If you need more help with the upload process, visit the 32u4 Bluefruit LE Feather Guide or the M0 Bluefruit LE Feather Guide for more information about using the Feather Bluefruit LE with the Arduino IDE.

Now that we have an example loaded on the Feather, we can connect to a BLE MIDI compatible device.

BLE MIDI Setup

Now that you have an example sketch loaded, you will need to connect to the UNTZ using your computer or mobile device.

Click on a platform below to view setup instructions for your device:

macOS (OS X)

First you will need to open the Audio MIDI Setup application found in Applications/Utilities on your Mac.

Once it is open, you will need to navigate to the Window menu item and select Show MIDI Studio.

Double click the Bluetooth icon in MIDI Studio.

A list of Bluetooth devices should appear. Click the connect button to connect to the Adafruit Bluefruit LE device.

Next, use your favorite MIDI software synth to connect to the Adafruit Bluefruit LE device. If you don't have any MIDI software synths installed, a good option to start with is SimpleSynth. Once you have selected the Bluefruit, you should be able to press buttons on the UNTZ to send messages to your software synth.

For this demo, there are two free iOS apps that you will need to install on your iOS device:

Connecting to the UNTZ

First, you will need to open midimittr on your iPhone or iPad. This app is used to route BLE MIDI messages to MIDI capable iOS apps like Perfect Piano.

Once midimitter has opened, click on the icon on the top left of the screen to show the menu.

Then, select the clients tab.

Next, select the Adafruit Bluefruit LE device from the clients list. If you do not see your UNTZ, you will need to make sure that you have uploaded one of the BLE examples, and that your UNTZ is powered on.

Once your UNTZ is connected, you can now navigate back to the routing tab.

In the routing tab, select the Bluefruit as a source.

Generating Sound with a Software Synth

Now that we have the Bluefruit connected, we can open up Perfect Piano.
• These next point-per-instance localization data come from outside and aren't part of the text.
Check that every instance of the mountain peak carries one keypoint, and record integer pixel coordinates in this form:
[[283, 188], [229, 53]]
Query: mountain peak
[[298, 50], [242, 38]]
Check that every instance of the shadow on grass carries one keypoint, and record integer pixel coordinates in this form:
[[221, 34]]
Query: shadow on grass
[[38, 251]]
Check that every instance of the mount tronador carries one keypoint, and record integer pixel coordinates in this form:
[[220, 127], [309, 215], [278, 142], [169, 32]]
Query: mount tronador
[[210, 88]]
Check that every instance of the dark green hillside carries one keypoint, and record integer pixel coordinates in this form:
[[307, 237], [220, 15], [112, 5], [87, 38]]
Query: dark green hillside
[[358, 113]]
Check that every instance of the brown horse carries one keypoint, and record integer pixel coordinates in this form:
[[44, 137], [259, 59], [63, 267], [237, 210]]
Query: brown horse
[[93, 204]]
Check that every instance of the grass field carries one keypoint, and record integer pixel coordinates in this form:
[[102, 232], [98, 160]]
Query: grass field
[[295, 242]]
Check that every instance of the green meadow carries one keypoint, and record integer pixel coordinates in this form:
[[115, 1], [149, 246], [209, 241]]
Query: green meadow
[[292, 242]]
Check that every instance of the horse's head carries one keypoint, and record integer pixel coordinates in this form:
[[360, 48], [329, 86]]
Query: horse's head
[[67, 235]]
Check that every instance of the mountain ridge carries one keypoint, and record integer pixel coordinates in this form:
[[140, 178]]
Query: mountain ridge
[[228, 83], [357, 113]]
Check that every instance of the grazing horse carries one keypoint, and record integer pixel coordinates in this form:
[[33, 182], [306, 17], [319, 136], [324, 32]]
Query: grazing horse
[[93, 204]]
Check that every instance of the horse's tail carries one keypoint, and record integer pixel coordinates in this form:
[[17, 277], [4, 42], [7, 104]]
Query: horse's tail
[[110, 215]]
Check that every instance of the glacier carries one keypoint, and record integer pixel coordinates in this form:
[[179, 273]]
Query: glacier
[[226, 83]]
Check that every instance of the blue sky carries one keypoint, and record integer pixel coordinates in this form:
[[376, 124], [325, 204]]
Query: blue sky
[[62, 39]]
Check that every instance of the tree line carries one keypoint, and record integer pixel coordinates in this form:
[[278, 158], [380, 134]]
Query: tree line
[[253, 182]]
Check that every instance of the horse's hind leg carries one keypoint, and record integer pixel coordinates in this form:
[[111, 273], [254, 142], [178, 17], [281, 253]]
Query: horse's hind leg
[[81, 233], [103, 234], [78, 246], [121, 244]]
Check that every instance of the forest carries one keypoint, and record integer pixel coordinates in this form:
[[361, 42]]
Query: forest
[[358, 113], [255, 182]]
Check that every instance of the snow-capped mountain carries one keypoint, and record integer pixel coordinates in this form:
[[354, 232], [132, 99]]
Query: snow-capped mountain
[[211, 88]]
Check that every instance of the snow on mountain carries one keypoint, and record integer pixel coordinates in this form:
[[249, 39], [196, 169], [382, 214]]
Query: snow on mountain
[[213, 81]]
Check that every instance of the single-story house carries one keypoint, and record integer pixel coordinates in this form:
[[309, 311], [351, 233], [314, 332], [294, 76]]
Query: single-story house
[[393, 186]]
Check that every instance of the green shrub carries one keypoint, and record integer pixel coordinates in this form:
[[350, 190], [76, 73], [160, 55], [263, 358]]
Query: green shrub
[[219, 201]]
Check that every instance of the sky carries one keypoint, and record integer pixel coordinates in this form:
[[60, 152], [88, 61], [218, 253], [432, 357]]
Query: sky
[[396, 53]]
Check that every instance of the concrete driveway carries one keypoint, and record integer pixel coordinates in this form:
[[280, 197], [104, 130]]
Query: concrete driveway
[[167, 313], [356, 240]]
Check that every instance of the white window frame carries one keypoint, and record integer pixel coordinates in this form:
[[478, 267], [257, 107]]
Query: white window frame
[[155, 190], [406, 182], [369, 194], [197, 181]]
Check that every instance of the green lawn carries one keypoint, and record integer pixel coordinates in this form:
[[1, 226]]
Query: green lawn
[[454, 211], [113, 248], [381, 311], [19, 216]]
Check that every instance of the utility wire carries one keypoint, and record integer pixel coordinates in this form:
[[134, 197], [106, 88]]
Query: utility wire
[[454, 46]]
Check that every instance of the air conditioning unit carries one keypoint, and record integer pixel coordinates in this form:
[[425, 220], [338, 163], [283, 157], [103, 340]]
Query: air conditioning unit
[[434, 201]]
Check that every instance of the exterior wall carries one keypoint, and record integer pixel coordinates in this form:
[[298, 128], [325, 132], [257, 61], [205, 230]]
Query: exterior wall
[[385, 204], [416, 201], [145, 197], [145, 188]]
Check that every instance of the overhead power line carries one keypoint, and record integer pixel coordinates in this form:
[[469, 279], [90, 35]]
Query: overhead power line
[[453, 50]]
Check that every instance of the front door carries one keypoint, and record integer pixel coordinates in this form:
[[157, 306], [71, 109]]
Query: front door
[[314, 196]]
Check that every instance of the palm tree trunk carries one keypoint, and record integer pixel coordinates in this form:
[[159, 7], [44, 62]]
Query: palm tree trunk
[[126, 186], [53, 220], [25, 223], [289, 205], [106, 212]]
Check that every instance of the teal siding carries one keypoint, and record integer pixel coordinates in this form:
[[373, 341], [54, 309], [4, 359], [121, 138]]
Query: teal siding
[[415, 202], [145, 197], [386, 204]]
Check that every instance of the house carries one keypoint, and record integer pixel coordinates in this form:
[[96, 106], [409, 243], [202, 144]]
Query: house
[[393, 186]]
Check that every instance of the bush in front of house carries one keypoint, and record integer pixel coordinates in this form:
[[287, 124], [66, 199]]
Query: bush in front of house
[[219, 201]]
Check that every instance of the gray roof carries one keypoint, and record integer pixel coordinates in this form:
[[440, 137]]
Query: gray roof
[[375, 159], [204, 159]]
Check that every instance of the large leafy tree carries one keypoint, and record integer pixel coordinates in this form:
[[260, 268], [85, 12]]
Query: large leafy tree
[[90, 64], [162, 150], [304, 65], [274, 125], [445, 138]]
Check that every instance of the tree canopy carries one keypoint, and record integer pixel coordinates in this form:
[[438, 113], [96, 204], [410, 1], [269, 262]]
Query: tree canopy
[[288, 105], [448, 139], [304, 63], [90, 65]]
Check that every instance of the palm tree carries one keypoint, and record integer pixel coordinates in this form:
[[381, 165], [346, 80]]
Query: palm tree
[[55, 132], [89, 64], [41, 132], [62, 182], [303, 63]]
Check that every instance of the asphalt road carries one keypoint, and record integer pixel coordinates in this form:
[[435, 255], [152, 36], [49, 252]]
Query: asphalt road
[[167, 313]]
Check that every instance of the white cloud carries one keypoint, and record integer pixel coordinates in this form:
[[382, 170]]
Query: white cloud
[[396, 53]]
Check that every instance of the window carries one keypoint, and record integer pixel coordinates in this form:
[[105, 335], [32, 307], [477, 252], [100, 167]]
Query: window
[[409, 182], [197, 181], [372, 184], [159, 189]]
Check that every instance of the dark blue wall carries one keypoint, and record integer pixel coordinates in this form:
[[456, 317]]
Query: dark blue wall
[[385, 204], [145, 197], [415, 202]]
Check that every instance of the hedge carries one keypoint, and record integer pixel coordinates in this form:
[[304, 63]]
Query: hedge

This app is a free example of many MIDI capable software synths in the iOS App Store. Each app might have slightly different requirements to use MIDI input, but Perfect Piano makes it easy.

Open up the app to get started, and select the keyboard.

You should now see a full screen keyboard like the one shown below.

You should now be able to press buttons on the UNTZ to trigger sounds in Perfect Piano.

The video below shows basic communication between the UNTZtrument and Perfect Piano on an iPad over Bluetooth LE MIDI.

Android

For this demo, there are two free apps that you will need to install on your Android device:

Connecting to the UNTZ

First, you will need to open MIDI BLE Connect on your Android device. This app is used to route BLE MIDI messages to MIDI capable apps like General MIDI Synth.

Once MIDI BLE Connect has opened, click on the scan button to search for your UNTZ.

Next, select the Adafruit Bluefruit LE device from the list. If you do not see your UNTZ, you will need to make sure that you have uploaded one of the BLE examples, and that your UNTZ is powered on.

You should now see the Bluefruit LE device listed below the scan button on the main screen.

Generating Sound with a Software Synth

Now that we have the Bluefruit connected, we can open up the General MIDI Synth app. This app is a free example of many MIDI capable software synths in the Google Play Store. Each app might have slightly different requirements to use MIDI input, but General MIDI Synth makes it easy.

Once the app has loaded, select the Bluefruit LE from the first dropdown menu.

That's it! You should now be able to press buttons on your UNTZ, and hear the output from the MIDI Synth app.

Windows

Windows 10 recently added support for MIDI over Bluetooth LE, and you can read more about the changes here: MIDI Enhancements in Windows 10

Unfortunately, that means that real world support is very limited at this point, so your best bet is to use an Android, iOS, or macOS based device.